Colorado’s economy ranks among the best in the country. But despite a very low unemployment rate, record corporate profits and tourism revenue, congestion is worsening, one in four roads are rated as being in poor condition and almost 500 bridges have been labeled “structurally deficient.” And we’re one of the worst states in K-12 and higher education funding.
How can we have a strong economy yet suffer with some of the most unsafe roads and bridges and underfunded schools? It started almost 30 years ago when voters narrowly approved what were — and still are — the most restrictive state spending limits in the country. We understand why this sounds appealing.
When our economy shrinks, like other states, we reduce spending and balance the budget. But unlike other states, when our economy rebounds, we can’t invest all of the funds we already have on basic needs, like education, workforce training, infrastructure and supporting an aging population.
Instead the state is forced to pay out money, much of which was collected from business, in the form of a small rebate to individual Coloradans.
We make our families and communities feel the pain of the bad times without the benefit of the good times.
Almost every business, academic and public sector leader will tell you: forcing the state to uphold this antiquated law and refund money to individuals over an arbitrary limit might be good politics, but it’s awful policy.
These rebates are projected to average between $27-$44 per person next year. As local education, business and public service leaders, we hear from a lot of people in the Colorado Springs area, and we get it. For many, that’s a lot of money.
But Proposition CC is asking voters to pool these funds next year to the tune of $264 million for the state, and likely more in years to follow. With one vote we can untangle an outdated budget rule and invest the money the state collects equally among three specific areas: transportation, K-12 Education and Higher Education.
Under Proposition CC, 40% of this money for transportation will go straight to local and county governments such as El Paso County to invest in specific, local transportation priorities. We can begin to expand transit and fix our unsafe bridges, roads and highways.
Our K-12 schools will receive millions of dollars to attract and retain quality teachers and expand learning options. It will help Colorado community colleges keep tuition affordable for all residents. In support of this measure, the Board of the Colorado Community College System unanimously passed a resolution in favor of Prop. CC.

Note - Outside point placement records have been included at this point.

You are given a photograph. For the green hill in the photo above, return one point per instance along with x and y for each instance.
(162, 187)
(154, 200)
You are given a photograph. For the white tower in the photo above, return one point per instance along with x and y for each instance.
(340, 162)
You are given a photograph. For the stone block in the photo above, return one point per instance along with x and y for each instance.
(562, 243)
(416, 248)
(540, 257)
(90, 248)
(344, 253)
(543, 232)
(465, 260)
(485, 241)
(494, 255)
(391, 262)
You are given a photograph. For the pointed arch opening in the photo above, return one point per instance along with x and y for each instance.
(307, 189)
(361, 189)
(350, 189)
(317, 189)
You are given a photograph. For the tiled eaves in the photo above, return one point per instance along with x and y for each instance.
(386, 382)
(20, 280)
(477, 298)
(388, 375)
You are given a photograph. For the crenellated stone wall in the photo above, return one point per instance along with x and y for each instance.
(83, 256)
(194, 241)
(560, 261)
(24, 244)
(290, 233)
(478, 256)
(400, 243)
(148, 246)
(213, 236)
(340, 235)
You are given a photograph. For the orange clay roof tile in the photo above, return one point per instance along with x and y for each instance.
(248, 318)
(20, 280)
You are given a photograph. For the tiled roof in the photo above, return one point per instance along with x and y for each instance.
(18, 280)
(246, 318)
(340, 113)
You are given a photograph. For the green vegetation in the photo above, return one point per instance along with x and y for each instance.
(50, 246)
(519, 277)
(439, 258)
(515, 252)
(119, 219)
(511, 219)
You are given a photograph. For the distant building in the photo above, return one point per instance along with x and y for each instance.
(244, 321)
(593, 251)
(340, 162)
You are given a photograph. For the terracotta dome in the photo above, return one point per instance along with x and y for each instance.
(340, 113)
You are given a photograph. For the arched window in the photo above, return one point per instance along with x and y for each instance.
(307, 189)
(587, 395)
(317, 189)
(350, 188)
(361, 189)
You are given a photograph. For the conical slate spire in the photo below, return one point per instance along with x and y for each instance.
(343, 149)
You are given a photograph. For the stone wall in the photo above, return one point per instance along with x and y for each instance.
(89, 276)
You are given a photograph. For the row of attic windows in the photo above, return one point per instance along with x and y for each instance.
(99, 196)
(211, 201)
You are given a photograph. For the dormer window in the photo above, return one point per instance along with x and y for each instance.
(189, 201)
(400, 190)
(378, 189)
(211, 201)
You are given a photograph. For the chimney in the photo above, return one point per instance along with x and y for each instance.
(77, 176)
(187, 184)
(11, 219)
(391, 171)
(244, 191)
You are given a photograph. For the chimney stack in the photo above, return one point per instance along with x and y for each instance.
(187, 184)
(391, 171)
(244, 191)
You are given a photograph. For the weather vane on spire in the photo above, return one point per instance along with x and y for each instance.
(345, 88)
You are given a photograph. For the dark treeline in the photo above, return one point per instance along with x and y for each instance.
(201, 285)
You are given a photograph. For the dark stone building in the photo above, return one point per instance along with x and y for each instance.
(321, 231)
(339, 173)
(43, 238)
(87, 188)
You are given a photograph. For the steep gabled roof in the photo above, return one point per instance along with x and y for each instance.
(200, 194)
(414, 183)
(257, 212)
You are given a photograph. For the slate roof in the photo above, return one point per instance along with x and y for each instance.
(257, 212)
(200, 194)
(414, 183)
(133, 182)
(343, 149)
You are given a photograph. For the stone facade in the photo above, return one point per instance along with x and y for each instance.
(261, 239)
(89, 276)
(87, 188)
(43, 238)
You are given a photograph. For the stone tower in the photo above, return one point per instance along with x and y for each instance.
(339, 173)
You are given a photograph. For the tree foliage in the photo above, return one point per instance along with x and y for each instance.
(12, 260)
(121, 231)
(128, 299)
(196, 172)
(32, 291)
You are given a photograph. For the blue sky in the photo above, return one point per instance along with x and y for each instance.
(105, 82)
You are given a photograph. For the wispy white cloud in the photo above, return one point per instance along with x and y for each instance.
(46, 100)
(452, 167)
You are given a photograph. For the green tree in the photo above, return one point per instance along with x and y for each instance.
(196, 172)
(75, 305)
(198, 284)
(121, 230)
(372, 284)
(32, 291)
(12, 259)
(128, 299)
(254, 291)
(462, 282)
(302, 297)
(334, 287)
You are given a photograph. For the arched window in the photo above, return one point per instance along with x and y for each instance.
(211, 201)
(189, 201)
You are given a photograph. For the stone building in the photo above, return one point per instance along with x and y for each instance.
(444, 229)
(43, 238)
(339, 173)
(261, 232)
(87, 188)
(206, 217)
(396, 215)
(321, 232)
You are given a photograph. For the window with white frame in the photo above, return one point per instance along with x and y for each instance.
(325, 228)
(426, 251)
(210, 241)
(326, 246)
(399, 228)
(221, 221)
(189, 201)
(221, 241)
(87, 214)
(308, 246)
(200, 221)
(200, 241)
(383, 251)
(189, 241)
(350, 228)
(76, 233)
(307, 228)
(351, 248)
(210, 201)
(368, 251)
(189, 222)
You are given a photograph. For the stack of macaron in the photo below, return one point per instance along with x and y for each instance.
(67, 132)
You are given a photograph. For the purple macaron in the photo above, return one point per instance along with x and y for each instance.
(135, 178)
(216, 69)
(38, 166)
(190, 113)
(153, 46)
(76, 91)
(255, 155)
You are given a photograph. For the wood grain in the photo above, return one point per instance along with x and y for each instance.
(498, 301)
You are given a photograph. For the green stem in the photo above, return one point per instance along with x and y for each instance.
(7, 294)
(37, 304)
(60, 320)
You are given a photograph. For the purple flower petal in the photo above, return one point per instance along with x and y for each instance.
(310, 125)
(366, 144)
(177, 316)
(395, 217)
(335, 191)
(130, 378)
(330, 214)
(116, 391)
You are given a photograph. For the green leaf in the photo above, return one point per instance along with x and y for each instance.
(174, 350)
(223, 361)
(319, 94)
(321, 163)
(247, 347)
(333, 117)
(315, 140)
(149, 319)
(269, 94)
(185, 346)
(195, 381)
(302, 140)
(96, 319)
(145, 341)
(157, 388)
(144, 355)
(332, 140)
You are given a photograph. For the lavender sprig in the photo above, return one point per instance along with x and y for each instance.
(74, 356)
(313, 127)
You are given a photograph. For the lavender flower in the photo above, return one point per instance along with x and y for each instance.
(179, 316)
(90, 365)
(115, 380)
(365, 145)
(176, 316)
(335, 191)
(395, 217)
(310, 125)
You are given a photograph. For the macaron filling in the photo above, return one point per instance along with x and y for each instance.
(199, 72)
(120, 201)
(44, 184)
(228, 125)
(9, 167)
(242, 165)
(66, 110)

Nobody’s taxes will go up under Prop. CC and this will not affect annual tax refunds from over payment. These rebates are taxes that have been paid. Unprecedented transparency and safeguards are written into the law, with a third-party, independent auditor who will trace every dollar for the public to see how the money is spent.
Some are concerned that the Legislature will have the power to change how the money is carved up between education and transportation. A fair point, but to do otherwise would be to continue the damaging practice of making permanent today’s formulas that may not be wise under future conditions (i.e. putting fiscal policy in our constitution). Legislators will hear plenty from future voters about their priorities for education and transportation and should be given the opportunity to make decisions that fit the times.
This ballot measure won’t fix all of our roads and bridges or eliminate Colorado’s education gaps, but it’s a big step forward. And it’s exactly what many leaders have been asking for decades: to invest in our needs within the limits of the constitution with the money we already have.
Together, we can start fixing things and invest in Colorado’s future.
Richard Skorman is the District 3 representative on the Colorado Springs City Council. Walt Cooper is school district administrator of Cheyenne Mountain School District 12. Lance Bolton is the presient of Pikes Peak Community College. Rocky Scott is state transportation commissioner.